School of Informatics, University of Edinburgh, 10 Crichton Street, Edinburgh, EH8 9AB, United Kingdom.
Centre for Genomic and Experimental Medicine, Institute of Genetics and Cancer, University of Edinburgh, Edinburgh, EH4 2XU, United Kingdom.
Bioinformatics. 2024 Sep 2;40(9). doi: 10.1093/bioinformatics/btae523.
Heterogeneity in human diseases presents challenges in diagnosis and treatments due to the broad range of manifestations and symptoms. With the rapid development of labelled multi-omic data, integrative machine learning methods have achieved breakthroughs in treatments by redefining these diseases at a more granular level.

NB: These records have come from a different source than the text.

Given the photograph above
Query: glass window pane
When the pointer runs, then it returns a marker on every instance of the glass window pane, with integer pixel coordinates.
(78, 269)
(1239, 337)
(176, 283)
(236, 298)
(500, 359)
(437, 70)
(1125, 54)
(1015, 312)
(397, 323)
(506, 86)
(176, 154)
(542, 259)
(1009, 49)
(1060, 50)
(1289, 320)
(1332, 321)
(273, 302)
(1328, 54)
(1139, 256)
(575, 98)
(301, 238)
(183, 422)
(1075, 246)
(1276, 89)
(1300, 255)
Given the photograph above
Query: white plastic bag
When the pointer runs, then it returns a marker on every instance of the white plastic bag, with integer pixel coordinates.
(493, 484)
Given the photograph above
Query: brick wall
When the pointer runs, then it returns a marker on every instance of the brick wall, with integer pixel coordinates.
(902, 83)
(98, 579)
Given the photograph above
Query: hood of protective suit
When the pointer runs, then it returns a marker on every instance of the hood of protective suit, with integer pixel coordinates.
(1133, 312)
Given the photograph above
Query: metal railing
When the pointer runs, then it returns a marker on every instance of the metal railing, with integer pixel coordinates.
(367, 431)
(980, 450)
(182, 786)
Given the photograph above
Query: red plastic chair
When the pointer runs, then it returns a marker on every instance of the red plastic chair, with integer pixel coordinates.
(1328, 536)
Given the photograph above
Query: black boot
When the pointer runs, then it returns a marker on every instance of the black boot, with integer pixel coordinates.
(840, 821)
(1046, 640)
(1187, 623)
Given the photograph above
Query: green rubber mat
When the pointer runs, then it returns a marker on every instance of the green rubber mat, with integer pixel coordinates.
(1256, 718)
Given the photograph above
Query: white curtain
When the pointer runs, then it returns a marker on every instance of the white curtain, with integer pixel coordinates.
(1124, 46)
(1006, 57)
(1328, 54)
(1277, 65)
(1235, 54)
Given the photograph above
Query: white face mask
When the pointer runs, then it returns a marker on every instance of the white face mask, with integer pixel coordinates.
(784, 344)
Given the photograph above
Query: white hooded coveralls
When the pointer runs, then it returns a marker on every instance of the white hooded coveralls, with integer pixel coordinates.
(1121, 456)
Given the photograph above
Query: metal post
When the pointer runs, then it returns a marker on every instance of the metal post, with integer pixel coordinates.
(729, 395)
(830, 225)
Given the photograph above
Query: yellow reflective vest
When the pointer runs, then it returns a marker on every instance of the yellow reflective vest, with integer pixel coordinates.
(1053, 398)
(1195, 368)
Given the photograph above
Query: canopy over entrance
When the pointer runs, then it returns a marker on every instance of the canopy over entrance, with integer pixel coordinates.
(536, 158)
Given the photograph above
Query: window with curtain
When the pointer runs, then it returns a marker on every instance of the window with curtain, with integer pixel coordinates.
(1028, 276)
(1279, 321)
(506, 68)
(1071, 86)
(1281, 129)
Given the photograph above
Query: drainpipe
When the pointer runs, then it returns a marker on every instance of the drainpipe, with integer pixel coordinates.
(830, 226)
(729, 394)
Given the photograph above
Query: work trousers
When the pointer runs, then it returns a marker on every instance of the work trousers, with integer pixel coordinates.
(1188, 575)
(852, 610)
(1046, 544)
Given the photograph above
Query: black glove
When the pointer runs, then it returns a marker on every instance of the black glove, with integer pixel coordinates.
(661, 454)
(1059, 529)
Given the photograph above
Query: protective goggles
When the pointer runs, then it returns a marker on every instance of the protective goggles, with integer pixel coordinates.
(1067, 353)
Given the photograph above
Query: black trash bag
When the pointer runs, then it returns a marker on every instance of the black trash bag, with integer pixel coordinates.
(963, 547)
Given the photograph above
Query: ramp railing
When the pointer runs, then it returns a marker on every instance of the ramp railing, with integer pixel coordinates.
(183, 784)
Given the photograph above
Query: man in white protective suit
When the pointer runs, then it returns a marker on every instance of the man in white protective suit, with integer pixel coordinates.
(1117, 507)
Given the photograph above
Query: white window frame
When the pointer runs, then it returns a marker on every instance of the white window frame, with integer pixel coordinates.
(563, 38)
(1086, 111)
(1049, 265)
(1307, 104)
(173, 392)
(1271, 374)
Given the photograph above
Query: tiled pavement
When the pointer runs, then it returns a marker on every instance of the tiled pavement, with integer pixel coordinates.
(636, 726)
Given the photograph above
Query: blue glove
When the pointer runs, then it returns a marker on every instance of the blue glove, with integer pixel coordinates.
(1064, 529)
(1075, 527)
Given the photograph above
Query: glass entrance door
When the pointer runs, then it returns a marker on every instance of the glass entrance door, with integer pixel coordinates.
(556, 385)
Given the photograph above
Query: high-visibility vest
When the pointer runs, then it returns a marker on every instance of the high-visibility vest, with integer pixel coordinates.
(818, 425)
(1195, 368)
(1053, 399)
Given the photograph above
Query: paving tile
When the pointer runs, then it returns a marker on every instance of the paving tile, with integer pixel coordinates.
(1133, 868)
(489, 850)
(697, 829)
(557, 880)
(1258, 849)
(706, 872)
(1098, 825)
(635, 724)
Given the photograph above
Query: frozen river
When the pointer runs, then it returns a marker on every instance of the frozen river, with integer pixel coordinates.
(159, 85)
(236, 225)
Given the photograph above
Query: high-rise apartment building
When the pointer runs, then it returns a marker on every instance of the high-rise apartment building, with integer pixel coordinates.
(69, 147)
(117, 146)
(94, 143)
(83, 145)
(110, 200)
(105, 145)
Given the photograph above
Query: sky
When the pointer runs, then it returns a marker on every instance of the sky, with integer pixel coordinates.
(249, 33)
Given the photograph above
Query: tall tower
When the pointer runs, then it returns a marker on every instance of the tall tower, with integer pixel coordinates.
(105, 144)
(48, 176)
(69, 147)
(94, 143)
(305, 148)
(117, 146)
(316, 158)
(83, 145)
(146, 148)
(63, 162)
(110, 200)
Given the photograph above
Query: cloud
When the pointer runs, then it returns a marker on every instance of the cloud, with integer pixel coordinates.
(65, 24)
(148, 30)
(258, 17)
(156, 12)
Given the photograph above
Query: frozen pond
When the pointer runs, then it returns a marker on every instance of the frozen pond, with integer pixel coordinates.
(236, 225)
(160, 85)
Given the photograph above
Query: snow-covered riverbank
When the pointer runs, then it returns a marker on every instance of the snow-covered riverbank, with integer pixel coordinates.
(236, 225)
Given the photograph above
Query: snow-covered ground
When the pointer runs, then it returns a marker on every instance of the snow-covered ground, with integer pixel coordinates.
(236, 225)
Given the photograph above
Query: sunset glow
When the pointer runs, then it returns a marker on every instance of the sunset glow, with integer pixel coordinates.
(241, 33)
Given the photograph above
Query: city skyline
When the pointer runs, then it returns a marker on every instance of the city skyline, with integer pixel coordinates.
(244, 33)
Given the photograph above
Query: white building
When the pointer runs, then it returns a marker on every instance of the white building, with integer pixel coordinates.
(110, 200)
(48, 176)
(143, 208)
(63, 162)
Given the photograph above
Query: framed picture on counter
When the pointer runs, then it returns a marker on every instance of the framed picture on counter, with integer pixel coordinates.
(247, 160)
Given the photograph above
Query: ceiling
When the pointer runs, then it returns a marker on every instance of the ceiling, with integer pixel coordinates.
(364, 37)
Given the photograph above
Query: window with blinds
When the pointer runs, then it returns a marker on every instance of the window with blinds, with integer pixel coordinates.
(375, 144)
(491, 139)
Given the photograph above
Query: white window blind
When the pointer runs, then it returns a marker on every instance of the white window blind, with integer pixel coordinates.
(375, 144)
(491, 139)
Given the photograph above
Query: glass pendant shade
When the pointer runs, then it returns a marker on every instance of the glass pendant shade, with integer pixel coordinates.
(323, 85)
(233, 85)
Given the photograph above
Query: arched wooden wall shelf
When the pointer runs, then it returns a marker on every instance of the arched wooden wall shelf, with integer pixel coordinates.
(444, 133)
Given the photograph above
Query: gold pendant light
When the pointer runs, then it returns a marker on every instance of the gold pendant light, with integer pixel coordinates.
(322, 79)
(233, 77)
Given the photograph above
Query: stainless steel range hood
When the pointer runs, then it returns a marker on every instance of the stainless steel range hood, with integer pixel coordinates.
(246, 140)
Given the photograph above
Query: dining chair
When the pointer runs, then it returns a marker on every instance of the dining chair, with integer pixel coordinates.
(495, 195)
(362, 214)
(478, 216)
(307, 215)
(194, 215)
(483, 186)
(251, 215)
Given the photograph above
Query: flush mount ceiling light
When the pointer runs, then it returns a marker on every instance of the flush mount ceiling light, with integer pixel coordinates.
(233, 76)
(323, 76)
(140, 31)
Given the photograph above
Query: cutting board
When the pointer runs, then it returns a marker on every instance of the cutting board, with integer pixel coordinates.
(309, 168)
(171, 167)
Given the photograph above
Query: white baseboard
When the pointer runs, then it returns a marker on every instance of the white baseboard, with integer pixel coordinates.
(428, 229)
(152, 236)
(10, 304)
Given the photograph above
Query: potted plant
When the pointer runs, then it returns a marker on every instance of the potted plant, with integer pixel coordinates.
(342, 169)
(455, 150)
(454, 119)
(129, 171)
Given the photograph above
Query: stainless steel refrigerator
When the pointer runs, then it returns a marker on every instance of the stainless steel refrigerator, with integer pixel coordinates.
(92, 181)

These approaches often have limitations in scalability, oversimplification, and handling of missing data.
In this study, we introduce Multi-Omic Graph Diagnosis (MOGDx), a flexible command line tool for the integration of multi-omic data to perform classification tasks for heterogeneous diseases. MOGDx has a network taxonomy. It fuses patient similarity networks, augments this integrated network with a reduced vector representation of genomic data and performs classification using a graph convolutional network. MOGDx was evaluated on three datasets from the cancer genome atlas for breast invasive carcinoma, kidney cancer, and low grade glioma. MOGDx demonstrated state-of-the-art performance and an ability to identify relevant multi-omic markers in each task. It integrated more genomic measures with greater patient coverage compared to other network integrative methods. Overall, MOGDx is a promising tool for integrating multi-omic data, classifying heterogeneous diseases, and aiding interpretation of genomic marker data.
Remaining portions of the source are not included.